World Health Day highlights the impact of Diabetes and Diabetes Tasmania CEO Caroline Wells explains to David Wood If diabetes were a country it would be the world’s THIRD largest.
Also Australia recorded another grim diabetes milestone in 2015 with the number of people newly diagnosed with the condition topping 100,000 for the second year in a row, according to new figures released by Diabetes Australia.
In Tasmania that number is approximately 174 people per month diagnosed with Diabetes .
The figures were released today (April 7) as part of World Health Day, a World Health Organisation (WHO) awareness day.
This year the WHO is highlighting diabetes as the major global health challenge of the 21st century and one of the biggest threats to economies across the globe.
Diabetes Tasmania CEO Caroline Wells said that the 100,000 people diagnosed in 2015 took the total number of Australians now living with all types of diabetes to 1.2 million and that if diabetes were a country it would be the world’s 3rd largest.
These figures are in contrast to some other chronic conditions including cardiovascular disease and some cancers where we are seeing a reduction in the burden of these as prevention, treatment and management improves.
There is strong evidence that shows that a coordinated, comprehensive diabetes prevention program could help slow the diabetes epidemic. Its understood there is strong evidence that intensive lifestyle behaviour changes including alterations to diet, increased physical activity and a reduction of 5-7 per cent of body weight can reduce the risk of type 2 diabetes by around 60 per cent for people at high risk.
Diabetes is the biggest challenge confronting Australia’s health system and the longer we put off coordinated, comprehensive action – the more the numbers continue to skyrocket.
Although the financial costs are staggering at an estimated $14.6 billion dollars per year, the human cost is even more devastating.With Diabetes the leading cause of preventable blindness in working age Australians.

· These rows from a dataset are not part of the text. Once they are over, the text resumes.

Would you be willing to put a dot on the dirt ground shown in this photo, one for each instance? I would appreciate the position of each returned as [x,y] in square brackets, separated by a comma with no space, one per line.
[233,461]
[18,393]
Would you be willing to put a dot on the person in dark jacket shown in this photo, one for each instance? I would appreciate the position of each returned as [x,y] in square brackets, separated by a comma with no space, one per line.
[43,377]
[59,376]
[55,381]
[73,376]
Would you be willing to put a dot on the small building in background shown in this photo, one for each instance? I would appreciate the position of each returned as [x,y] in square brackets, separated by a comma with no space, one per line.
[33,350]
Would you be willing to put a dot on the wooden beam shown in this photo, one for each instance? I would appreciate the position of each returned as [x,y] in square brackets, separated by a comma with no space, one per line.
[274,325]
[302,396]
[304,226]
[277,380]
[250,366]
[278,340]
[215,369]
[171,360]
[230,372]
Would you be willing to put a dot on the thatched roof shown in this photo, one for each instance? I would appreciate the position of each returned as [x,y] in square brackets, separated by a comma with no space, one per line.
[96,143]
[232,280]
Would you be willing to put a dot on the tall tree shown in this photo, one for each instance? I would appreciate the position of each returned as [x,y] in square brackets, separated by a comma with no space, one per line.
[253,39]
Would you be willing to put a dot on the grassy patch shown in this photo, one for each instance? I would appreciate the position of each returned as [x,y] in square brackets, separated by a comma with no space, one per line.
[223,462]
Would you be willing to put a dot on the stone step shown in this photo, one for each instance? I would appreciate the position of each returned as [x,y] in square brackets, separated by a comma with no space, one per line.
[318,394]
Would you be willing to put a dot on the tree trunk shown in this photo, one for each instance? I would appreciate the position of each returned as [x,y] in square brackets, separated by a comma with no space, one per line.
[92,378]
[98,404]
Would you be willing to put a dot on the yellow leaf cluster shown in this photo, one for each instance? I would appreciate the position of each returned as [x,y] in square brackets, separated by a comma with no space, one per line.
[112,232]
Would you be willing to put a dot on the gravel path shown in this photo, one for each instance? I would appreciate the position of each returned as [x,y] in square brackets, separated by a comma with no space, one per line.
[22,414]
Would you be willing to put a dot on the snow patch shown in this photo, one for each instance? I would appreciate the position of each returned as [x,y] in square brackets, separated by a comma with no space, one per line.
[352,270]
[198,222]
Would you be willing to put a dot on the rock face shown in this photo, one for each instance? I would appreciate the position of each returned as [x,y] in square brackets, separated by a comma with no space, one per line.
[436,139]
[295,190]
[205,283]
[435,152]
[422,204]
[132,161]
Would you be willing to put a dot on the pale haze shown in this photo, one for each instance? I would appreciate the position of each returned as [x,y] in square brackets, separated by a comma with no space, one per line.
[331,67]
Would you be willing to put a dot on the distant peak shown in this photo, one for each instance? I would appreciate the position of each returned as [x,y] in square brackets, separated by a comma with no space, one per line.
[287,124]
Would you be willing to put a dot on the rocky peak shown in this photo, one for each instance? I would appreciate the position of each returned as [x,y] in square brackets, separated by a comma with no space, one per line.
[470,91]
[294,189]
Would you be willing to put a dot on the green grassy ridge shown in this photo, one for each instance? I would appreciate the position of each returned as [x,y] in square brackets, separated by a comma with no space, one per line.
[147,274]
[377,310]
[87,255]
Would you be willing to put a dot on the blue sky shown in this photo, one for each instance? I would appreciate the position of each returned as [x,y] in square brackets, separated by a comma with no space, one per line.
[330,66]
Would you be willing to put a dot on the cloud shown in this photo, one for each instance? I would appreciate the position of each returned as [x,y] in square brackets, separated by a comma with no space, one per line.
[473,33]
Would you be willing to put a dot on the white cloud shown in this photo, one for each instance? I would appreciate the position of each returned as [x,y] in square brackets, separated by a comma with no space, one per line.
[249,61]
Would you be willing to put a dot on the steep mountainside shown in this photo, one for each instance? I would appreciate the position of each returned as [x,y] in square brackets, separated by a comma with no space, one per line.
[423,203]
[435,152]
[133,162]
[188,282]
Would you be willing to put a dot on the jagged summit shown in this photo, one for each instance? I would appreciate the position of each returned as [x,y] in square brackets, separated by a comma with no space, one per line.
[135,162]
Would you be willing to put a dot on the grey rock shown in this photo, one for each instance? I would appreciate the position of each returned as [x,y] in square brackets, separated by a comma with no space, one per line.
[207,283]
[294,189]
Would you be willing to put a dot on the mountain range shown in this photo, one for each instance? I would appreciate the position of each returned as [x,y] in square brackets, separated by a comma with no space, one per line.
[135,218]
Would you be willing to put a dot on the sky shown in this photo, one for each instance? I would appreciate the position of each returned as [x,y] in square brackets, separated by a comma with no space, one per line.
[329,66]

Thousands of Australians lose their sight every year and tragically 98 per cent of this is preventable, it is also the leading cause of lower limb amputation with around 70 Australians undergoing diabetes-related limb amputations every week.
These are just two of the major complications that can arise from undiagnosed and poorly managed diabetes; others that are just as serious are chronic kidney disease, stroke and heart disease. Early diagnosis, optimal treatments and effective ongoing support and management reduce the risk of diabetes-related complications.